The problem is compounded on Tarawa because of the density of the population and because, like other atolls, there isn’t a lot of land available for landfill.

Once famed for their white-sand beaches, the islands of the Pacific are threatened by a waste mountain. Rubbish now clogs streams flowing into the harbour in Samoa’s capital Apia, and floats through the mangrove forests of Fiji.

Every part of the region is affected. And one of the biggest battles in many island societies, say experts, is raising awareness of the problem.

Traditional waste disposal in the Pacific consisted of throwing food scraps to your pigs, but swelling populations and the import of foreign goods have changed the makeup of domestic rubbish.

“The waste of yesterday was mostly natural,” says Asterio Takesey, director of the South Pacific Regional Environment Programme.

“Now that many islands have entered the modern economy their consumption pattern has changed.” The problems are worst in the low-lying atoll countries of Micronesia.

“Rubbish is piling up,” says Ritia Bakineti, who works in waste management for Kiribati’s branch of the programme.

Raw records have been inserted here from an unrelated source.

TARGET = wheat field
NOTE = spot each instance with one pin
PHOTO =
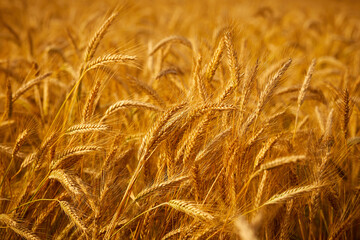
(179, 119)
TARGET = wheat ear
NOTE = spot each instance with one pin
(71, 212)
(171, 39)
(302, 92)
(290, 194)
(84, 128)
(161, 186)
(107, 59)
(128, 104)
(18, 228)
(25, 87)
(66, 181)
(95, 41)
(215, 61)
(190, 209)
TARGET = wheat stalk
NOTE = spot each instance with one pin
(99, 35)
(18, 228)
(171, 39)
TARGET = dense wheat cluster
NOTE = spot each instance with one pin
(179, 120)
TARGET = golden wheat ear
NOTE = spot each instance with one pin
(18, 228)
(98, 36)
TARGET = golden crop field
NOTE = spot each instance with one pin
(180, 119)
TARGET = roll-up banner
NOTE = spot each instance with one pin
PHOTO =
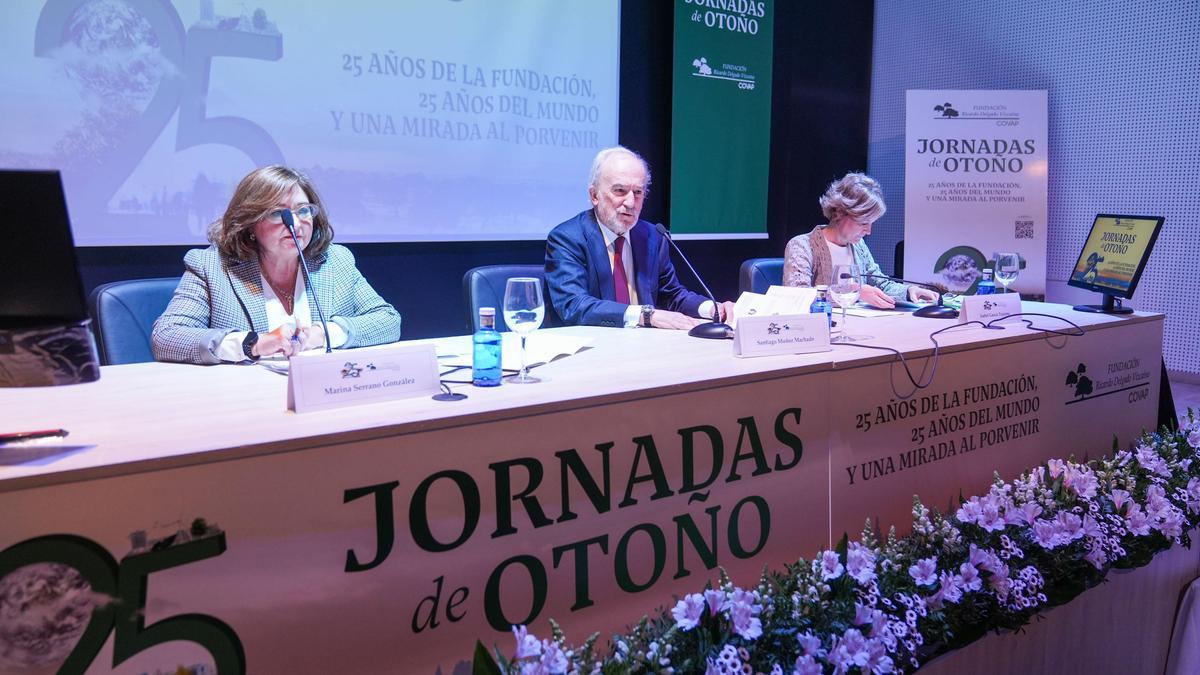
(975, 185)
(720, 138)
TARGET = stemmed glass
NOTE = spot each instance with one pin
(523, 311)
(845, 285)
(1008, 266)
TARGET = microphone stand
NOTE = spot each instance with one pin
(304, 267)
(713, 329)
(931, 311)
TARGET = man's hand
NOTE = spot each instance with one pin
(675, 321)
(726, 311)
(876, 298)
(277, 341)
(918, 294)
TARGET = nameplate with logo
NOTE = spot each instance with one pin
(781, 334)
(990, 308)
(321, 381)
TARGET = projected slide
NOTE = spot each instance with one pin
(418, 120)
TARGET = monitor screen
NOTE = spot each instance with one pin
(1115, 254)
(39, 272)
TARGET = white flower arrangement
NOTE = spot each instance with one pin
(889, 607)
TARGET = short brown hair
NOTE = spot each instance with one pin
(856, 195)
(256, 196)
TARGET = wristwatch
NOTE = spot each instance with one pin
(247, 345)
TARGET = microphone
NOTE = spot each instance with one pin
(289, 221)
(931, 311)
(713, 329)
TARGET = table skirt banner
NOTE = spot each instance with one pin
(1005, 410)
(396, 554)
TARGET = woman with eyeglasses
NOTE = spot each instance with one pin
(245, 297)
(852, 204)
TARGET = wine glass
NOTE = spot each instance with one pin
(845, 285)
(523, 311)
(1008, 266)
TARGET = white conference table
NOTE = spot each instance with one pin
(144, 417)
(483, 508)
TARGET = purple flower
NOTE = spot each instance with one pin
(688, 611)
(850, 650)
(810, 644)
(807, 665)
(924, 572)
(1137, 520)
(949, 590)
(744, 614)
(831, 566)
(970, 575)
(1120, 497)
(552, 662)
(861, 563)
(877, 659)
(715, 601)
(527, 644)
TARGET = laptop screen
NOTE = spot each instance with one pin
(40, 280)
(1115, 254)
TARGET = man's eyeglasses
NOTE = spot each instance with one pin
(304, 211)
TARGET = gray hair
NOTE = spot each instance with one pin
(856, 195)
(604, 155)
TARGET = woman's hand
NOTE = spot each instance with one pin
(310, 338)
(918, 294)
(876, 298)
(279, 341)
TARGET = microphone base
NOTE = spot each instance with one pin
(936, 311)
(712, 330)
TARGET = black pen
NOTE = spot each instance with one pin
(17, 436)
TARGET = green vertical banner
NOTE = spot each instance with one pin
(720, 118)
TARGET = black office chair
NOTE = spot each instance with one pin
(759, 274)
(484, 287)
(123, 315)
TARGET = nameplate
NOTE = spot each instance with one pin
(781, 334)
(321, 381)
(990, 308)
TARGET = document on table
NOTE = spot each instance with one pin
(778, 300)
(540, 348)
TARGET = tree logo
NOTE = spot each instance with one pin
(1081, 382)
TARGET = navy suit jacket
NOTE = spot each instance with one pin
(580, 275)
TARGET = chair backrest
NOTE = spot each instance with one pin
(484, 287)
(759, 274)
(123, 314)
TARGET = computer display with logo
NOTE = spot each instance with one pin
(1114, 257)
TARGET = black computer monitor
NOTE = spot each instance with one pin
(40, 282)
(1114, 257)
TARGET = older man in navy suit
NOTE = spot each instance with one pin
(605, 267)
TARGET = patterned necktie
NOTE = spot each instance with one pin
(619, 281)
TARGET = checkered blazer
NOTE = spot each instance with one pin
(219, 296)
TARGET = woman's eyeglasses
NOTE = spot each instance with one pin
(304, 211)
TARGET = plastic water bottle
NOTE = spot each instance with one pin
(821, 304)
(485, 370)
(987, 286)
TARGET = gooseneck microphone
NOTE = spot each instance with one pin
(713, 329)
(289, 221)
(931, 311)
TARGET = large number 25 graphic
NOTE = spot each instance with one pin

Kiribati’s capital South Tarawa is the most crowded corner of the Pacific, with nearly 40,000 people on a string of coral islets stretching for nearly 20 miles along the southern fringe of the atoll.

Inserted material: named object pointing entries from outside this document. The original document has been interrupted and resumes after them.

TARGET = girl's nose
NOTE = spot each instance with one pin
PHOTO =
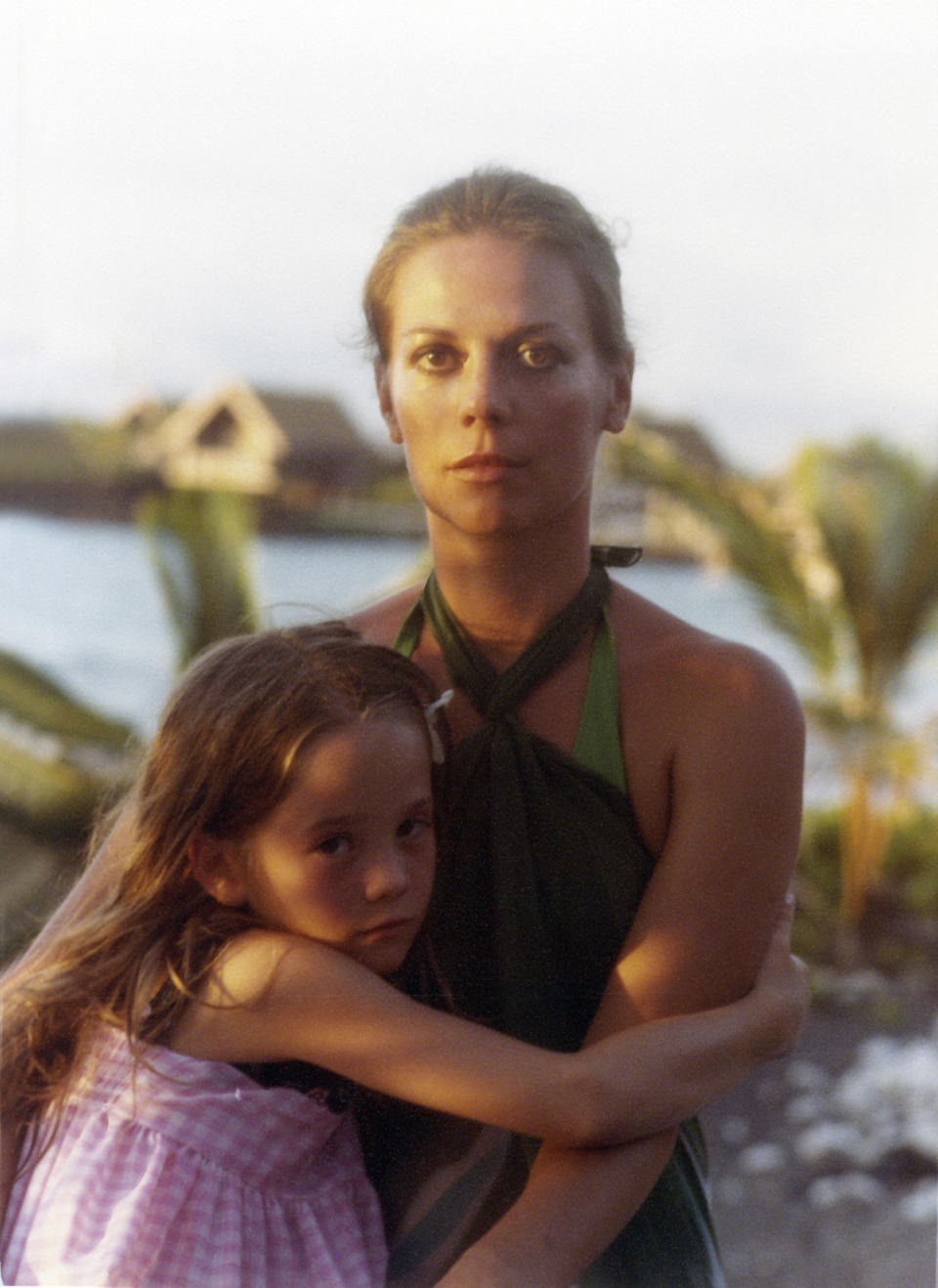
(485, 396)
(387, 876)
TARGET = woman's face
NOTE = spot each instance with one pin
(493, 384)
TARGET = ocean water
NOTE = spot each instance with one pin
(81, 600)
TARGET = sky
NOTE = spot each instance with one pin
(194, 191)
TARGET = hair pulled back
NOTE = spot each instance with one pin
(521, 207)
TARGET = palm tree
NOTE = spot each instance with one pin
(57, 753)
(843, 557)
(201, 545)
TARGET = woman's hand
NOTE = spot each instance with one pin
(781, 993)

The most crowded islet, Betio, is more densely populated than Tokyo.

South Tarawa’s households generate up to 6,500 tonnes of solid waste every year and its three landfill sites are ill equipped to cope.

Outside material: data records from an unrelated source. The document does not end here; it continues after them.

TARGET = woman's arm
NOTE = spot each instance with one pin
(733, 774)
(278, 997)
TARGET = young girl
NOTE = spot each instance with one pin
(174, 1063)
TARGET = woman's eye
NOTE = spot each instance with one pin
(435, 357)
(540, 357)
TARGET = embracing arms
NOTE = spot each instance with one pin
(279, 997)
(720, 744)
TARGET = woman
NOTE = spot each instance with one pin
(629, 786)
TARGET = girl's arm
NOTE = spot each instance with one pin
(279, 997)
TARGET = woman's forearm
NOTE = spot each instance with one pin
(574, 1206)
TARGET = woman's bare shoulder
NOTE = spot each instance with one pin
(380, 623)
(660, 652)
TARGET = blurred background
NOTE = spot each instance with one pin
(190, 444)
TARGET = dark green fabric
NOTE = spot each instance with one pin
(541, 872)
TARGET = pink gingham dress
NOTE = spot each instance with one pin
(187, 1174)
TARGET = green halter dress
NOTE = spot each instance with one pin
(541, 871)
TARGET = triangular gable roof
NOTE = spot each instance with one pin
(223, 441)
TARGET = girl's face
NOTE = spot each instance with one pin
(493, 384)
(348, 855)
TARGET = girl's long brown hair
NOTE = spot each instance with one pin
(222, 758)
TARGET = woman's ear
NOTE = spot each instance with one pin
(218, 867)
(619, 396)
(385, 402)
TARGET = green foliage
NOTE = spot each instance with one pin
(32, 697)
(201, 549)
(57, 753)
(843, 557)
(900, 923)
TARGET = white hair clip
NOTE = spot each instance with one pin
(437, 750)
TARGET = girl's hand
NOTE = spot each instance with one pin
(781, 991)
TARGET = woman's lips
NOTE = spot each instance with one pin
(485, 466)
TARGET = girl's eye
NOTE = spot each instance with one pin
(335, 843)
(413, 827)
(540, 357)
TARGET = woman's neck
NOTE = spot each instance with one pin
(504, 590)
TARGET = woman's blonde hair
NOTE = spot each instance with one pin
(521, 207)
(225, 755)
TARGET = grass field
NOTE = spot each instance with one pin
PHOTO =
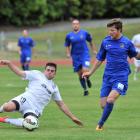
(123, 124)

A report in 2000 found that only one of the dump sites was protected by a sea wall, meaning that rubbish from the others gets swept out to sea and along Tarawa’s beaches when high tides inundate the land.

Ritia Bakineti says that it does not need the tide to dump rubbish into the water.

“For households it’s quite normal to push the rubbish out into the ocean or the lagoon,” she says.

The effects are already tangible. Testing in the mid-1990s showed such high levels of pollution in Tarawa’s lagoon that locals are now told not to eat raw shellfish from it.

There are also worries about contaminants from landfill sites leaching into Tarawa’s fragile groundwater supplies.

Fresh water on atolls is pumped from the water lens, a narrow layer of rainwater floating on top of seawater seeping into the porous coral rock of the island.

This resource is easily exhausted or tainted, and in recent years Kiribati’s health department has declared several wells unfit for use.

But Kiribati’s problems are insignificant compared with compared to those of neighbouring Tuvalu, a country whose total land area is less than a third of that of Tarawa.

One recent report estimated that the 4,000 people living on the 2.4sq km capital islet of Fongafale generate around 20,000 cubic metres of waste per year.

The island’s only licensed landfill has a capacity of 3,200 cubic metres, so large pits left over from the construction of its second world war airfield are increasingly used as unofficial dumping grounds.

When ‘king tides’ inundate the entire island, as they did in February this year, the retreating waters leave behind a detritus of washed-up debris.

Landfill manager Vavao Saumanaia says that waste is on a par with global warming, which many expect to sink the islands within 50 years.

Even traditional methods of rubbish disposal are getting out of hand - the 4,000-strong herd of pigs are creating their own waste problem.

For many of these islands recycling is an absolute must.

But the financial incentive is diminished by the relatively small amounts of material and by the cost of transport to far away compounders.

Where money and outside help is available, waste can be brought under control. Rarotonga is turning round its refuse problem, thanks to a $2.2m (£1.2m) landfill due to open next month. In Samoa there has been a Japanese-sponsored clean-up of the Tafaigata rubbish dump.

But Asterio Takesey says that the waste mountain is going to grow. “The Pacific needs to develop, and this waste is generated by growth.”
http://www.guardian.co.uk/science/2004/nov/15/internationalnews.waste

P.S.

This discussion demonstrates that gut reactions to an undesirable situation are often uninformed and unfair and that trying to understand the reasons which caused the situation are more likely to result in a satisfactory solution if those reasons are addressed.